勇者はカウンターを食らったように吹き飛ばされ、ダメージはそれほど受けていないにもかかわらず、驚いた表情で次の攻撃に転じることができない。
「シュウ!今はお前しかいないんだぞ」
ダルデの声がシュウの名を叫ぶ。そこに込められた想いにシュウが気づけないわけがない。
「ウォォォォオオオオーーーー」
シュウは立ち上がり甲羅の魔物へと剣を向ける。その剣には魔法は宿っておらず、魔物を斬りつける瞬間、剣に魔法が宿って威力の増加と勢いを加速させる。
「ハァァァァ」
勇者は膜のような物が魔法に反応しているとすぐに悟ったようで、戦い方をすぐに変えた。どうしてすぐに気づけたかは謎だが。勇者は魔物を倒す一つの答えにたどりついたのだ。
「あの魔物を倒すためには、いくつかの方法がある」
「いくつもあるのですか?」
ツララには勇者がやっと攻撃を当てただけに見えた。だが、スレイヤーは甲羅の魔物が勇者に敗北する姿が見えているようだ。
「ある。勇者はその一つにたどり着いた」
「ですが、放電するあの魔物に近づけば常にダメージを受けます。何より攻撃を全てはねのけていた」
「はねのけてはいないさ。甲羅の魔物が初めから持っていた防御力に俺の魔力を合わせて強化しただけだ。そして魔法に関しては、甲羅の魔物に掛け合わせたもう一つの魔物が魔力に反応して吸収するからだ」
「魔力の吸収?」
ヒントを与えたことで、ツララにも倒す方法が思いついたようだ。
「物理攻撃で魔物の防御力を上回るか、魔法攻撃で魔力吸収以上の速度をと魔力を与えるか」
ツララが口にした方法以外にも、もっと簡単に倒す方法がある。それは勇者も気付いたようで、彼は自ら甲羅の魔物の正面へと周り込んだ。
甲羅の魔物の正面でワザと飛び上がった勇者へ向かって甲羅の魔物は咆哮で弱体化を図る。だが、それこそが勇者の狙いなのだ。勇者は一瞬だけ魔法を使って空中で速度をあげる。
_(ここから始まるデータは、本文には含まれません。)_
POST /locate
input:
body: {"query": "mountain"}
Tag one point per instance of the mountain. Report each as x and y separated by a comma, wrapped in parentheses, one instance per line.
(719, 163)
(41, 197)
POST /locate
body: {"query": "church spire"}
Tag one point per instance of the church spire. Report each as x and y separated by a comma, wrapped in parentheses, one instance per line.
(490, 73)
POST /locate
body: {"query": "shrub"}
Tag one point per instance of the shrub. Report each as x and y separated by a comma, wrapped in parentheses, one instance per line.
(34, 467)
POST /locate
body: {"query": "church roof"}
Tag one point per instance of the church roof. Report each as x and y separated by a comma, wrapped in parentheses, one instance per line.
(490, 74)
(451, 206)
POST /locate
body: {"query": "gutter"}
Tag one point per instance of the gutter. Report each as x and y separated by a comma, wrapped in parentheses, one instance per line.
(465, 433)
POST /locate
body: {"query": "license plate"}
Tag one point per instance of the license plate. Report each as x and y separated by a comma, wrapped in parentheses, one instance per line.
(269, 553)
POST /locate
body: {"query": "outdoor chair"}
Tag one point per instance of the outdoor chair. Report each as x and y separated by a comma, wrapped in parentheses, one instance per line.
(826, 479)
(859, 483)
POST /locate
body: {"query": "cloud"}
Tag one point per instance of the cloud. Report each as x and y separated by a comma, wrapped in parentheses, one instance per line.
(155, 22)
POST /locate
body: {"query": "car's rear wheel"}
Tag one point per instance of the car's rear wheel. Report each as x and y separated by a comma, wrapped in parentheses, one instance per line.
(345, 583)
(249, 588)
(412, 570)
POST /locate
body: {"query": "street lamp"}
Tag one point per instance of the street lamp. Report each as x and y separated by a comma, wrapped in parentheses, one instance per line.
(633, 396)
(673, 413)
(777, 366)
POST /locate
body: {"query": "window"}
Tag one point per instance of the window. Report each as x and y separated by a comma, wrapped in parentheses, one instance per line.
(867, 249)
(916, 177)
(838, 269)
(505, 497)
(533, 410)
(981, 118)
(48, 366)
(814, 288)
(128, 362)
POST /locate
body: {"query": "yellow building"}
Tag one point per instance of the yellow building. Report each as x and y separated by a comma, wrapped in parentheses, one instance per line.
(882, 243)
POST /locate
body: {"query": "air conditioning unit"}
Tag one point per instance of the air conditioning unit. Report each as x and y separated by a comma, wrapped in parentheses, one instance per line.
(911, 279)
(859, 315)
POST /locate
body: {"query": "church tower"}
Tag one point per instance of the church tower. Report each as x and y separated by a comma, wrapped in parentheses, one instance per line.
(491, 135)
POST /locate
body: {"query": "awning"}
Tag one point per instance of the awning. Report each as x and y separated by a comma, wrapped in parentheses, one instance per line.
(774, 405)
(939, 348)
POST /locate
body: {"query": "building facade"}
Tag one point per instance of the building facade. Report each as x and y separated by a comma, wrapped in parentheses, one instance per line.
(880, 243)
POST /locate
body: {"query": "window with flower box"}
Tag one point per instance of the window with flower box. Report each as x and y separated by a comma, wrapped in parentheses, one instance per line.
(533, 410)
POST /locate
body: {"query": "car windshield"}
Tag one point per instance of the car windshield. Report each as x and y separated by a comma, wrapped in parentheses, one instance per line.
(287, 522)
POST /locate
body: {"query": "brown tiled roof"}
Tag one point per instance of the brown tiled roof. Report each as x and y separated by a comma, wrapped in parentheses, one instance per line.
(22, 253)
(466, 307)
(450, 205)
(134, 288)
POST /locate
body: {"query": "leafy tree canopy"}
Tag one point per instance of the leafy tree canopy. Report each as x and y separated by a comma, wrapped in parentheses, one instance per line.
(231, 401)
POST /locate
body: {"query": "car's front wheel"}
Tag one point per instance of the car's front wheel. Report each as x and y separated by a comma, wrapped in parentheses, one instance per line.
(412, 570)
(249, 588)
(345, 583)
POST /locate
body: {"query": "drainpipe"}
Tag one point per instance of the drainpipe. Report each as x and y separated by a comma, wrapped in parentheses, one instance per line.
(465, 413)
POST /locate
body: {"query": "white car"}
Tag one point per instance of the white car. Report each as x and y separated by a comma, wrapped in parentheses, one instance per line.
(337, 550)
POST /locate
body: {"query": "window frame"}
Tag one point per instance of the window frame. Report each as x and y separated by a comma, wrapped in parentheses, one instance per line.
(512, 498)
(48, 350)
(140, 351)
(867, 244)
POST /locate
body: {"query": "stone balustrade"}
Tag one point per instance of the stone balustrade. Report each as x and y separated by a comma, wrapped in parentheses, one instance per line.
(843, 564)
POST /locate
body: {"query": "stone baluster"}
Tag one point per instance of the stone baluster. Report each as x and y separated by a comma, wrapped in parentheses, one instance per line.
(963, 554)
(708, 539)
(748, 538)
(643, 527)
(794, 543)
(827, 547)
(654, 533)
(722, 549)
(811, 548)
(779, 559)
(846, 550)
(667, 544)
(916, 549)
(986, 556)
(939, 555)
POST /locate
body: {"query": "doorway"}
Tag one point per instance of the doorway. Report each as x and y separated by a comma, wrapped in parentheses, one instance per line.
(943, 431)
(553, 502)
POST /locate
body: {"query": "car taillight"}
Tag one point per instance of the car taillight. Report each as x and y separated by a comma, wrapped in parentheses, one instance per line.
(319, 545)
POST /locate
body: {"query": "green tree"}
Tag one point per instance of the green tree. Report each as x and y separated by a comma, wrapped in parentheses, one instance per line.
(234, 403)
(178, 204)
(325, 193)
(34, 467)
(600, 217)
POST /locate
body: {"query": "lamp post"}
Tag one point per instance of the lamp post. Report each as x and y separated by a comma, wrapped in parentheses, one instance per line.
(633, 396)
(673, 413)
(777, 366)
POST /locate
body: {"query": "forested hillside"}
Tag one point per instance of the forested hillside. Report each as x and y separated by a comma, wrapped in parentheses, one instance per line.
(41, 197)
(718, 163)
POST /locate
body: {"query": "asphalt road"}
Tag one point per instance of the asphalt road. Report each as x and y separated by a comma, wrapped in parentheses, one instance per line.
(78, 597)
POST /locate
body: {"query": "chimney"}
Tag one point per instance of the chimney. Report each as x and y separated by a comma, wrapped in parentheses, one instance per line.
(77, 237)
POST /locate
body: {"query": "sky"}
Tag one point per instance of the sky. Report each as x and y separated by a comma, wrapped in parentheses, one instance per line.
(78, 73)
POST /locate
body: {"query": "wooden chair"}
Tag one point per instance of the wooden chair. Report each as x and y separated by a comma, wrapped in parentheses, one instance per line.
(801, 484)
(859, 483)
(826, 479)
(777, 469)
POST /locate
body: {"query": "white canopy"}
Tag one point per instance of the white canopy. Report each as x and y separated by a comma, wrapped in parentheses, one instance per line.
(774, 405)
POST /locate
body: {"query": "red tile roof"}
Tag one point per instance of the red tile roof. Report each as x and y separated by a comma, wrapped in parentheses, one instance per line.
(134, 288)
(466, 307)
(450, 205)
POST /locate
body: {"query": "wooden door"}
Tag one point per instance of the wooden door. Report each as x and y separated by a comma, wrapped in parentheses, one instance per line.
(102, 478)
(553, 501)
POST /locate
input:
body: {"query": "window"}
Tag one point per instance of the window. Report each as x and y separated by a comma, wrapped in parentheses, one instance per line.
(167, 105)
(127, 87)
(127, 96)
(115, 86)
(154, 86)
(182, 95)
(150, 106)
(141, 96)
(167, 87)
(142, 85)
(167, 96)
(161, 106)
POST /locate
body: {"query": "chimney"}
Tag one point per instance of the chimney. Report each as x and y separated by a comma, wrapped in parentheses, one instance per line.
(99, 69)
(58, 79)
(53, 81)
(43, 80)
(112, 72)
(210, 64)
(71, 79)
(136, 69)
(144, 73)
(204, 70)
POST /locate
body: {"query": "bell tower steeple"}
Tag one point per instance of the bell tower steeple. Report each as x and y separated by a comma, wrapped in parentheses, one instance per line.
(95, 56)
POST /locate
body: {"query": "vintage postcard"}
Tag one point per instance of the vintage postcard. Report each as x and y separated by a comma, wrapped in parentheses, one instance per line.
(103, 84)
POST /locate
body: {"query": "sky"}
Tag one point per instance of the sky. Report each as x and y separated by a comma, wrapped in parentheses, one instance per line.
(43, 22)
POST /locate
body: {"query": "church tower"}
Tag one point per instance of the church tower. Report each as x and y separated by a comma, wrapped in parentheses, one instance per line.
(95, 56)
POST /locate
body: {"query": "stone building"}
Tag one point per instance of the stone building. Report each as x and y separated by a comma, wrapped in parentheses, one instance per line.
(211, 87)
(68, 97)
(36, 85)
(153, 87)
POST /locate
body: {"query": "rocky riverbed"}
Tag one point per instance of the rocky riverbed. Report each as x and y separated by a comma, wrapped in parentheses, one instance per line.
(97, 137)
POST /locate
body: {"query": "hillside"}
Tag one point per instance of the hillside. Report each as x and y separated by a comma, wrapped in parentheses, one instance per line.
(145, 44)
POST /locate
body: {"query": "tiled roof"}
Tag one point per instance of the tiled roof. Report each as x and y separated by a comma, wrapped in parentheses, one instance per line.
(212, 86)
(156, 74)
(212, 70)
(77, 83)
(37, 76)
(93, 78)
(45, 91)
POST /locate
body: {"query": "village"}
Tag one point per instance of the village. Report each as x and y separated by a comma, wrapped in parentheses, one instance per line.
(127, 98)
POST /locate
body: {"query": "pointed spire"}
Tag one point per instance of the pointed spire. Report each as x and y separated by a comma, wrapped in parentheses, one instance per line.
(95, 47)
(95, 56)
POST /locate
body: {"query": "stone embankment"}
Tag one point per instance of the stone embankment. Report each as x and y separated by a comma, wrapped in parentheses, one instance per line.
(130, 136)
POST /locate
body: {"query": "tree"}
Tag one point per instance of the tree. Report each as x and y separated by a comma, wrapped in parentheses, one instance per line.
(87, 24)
速度を上げた勇者はそのまま大きく開いた口の中へと飛び込んだ。そして口の中で眩しいほどの光が発せられる。
「終わったな」
スレイヤーは勇者が行った攻撃を見て、決着がついたことを告げる。
「どういうことですか?」
スレイヤーの言葉に意味が分からずツララが問いかける。
「どんな魔物にも弱点はある。強力な防御力はあの甲羅があるからだ。いくら魔法が吸収できても、甲羅のない体内は防御力が格段に落ちる」
スレイヤーの言葉を証明するように眩い光を放っていた魔物の口から勇者が飛び出した。勇者が飛び出してくると魔物は動きを止めて次には体中から出血して倒れた。
「なっ!」
「体内から全身を切り刻んだんだろうな」
「巨大だからこそ、小さな人間族の姿を相手にもしていないのだろう。だが、それこそが最大の弱点になる」
勇者ほどの攻撃力があるのならば、いくら巨大で鈍感な魔物であろうと、いくつも傷を負えば殺せるだろう。
「勇者の実力を知ることができたな」
「スレイの目的が一つ叶いましたね」
「ああ、誤算もあったがな」
「誤算?」
「ああ、戦士。いや、剣士が思った以上に弱い。経験の無さからくるから、これからの成長を楽しみにしたいところだが。あれは期待できなさそうだ」
気を失い神官に解放される剣士にスレイヤーはどこか冷たい視線を向けていた。